The government, on Friday, presented a series of measures to make it easier for third-country nationals to get work permits, attempting to address labor shortages.

Labour Minister Yiannis Panayiotou met with the heads of top employers’ organisations in Cyprus, Keve (the Cyprus Chamber of Commerce), and Oev (The Industrialist and Employers Federation).

Both Keve chief Marios Tsiakkis and Oev head Michalis Antoniou had previously raised concerns about severe labour shortages in Cyprus and had filed requests with the ministry to address the issue.

In statements after the meeting at the ministry, Panayiotou said, “Important steps have already been taken and more are planned to be implemented.”

He added that the meeting confirmed a consensus on the needs of the labor market in line with the growth of the economy.

Panayiotou said that Oev and Keve were informed in detail about the statistics and figures and expressed confidence that “with the cooperation of Oev and Keve, the business community, and the social partners, we will manage together to respond effectively to the challenges and to further strengthen the Cypriot economy for the collective good of our country.”

“It is important for all stakeholders to work together to better regulate the labor market so that, along with the rational entry of third-country nationals, it becomes more attractive for Cypriots and other European workers,” he said.
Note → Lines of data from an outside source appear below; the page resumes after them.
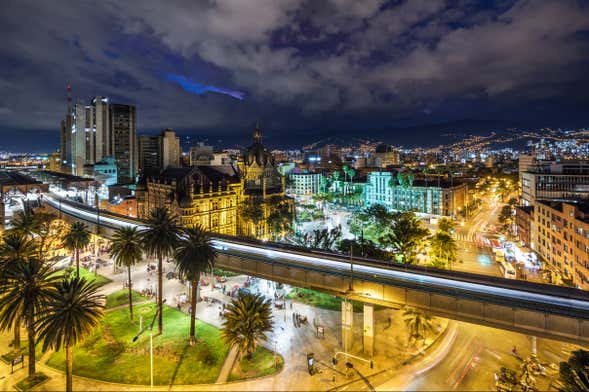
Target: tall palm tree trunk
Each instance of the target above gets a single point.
(69, 360)
(160, 297)
(16, 343)
(130, 293)
(77, 262)
(31, 333)
(193, 302)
On the measures that have either been launched or have started to be implemented, the minister said that “the time taken to process applications for work permits for third-country nationals has been reduced compared to the corresponding periods in previous years, with a view to rapidly achieving the target of completing the processing of applications within one month of their submission.”

He also said that the internal application management process is being streamlined to address bureaucracy through updating the relevant forms submitted and simplifying the accompanying data.

“The start of the submission of applications for third-country national work permits for the hotel industry has been brought forward by three months, and applications have started to be submitted and examined from December 1, 2023, instead of March, as was previously the case,” he said.

In addition, Panayiotou said that a procedure for pre-approval of work permits for the replacement of asylum seekers within the prescribed limits is planned to be implemented for timely filling of the vacancies created to limit the staffing gaps that arise.

He added that the government is looking into allowing third-country nationals studying in Cyprus to work here.

He also mentioned that the conclusion of bilateral agreements with third countries on the arrival of workers in a transnational framework is underway, which will allow the development of more effective staffing, while the process for the creation of a digital platform for the electronic submission and management of applications for work permits for third-country nationals has been launched.

According to the minister, the Aliens Branch of the Labour Department has been reorganised with the strengthening of staffing and supervision mechanisms and with an emphasis on the centralised management of applications for work permits for third-country nationals, to respond more effectively to the management of labour market needs.

He added that upgraded possibilities for automated information of employers on changes in the residence status of asylum seekers are put in place to avoid registering them as employers or continuing their employment after rejection of their application for international protection, as well as to avoid employment in occupations to which they do not have access or during the period when the prescribed period of nine months has not been completed.

According to the minister, an updated catalogue of jobs open to third-country nationals will be made public in January.

In statements after the meeting, Antoniou said that there is good cooperation and added that the responsibility of employers’ organisations to prescribe the size of the needs is a long-standing process that is being carried out in a “convincing manner.”

He said that the planning was done many years ago and adjustments were needed, which the minister has shown can be adopted as they arise.

Antoniou said that the demographic problem creates reflexive problems in the labor market, and the participation of pure Cypriots in the market is decreasing.

“The only solution is to meet these needs with workers from third countries,” he said, referring to the need to implement decisions quickly.

Asked about the number of workers needed by the labour market and in which sectors, Keve’s Tsiakkis said that the exact numbers are not easy to determine, but there are certainly great needs in the hotel industry, which starts operating in April 2024. He added that these needs may reach 10,000 to 12,000.

Tsiakkis said that the ministry has been accepting applications since this month and has been reviewing them, and approvals have been given for some of them. He also said that too many people are needed in retail, but also in restaurants and perhaps fewer positions in the construction sector.

“There are needs across the economy, both unskilled and skilled,” he said.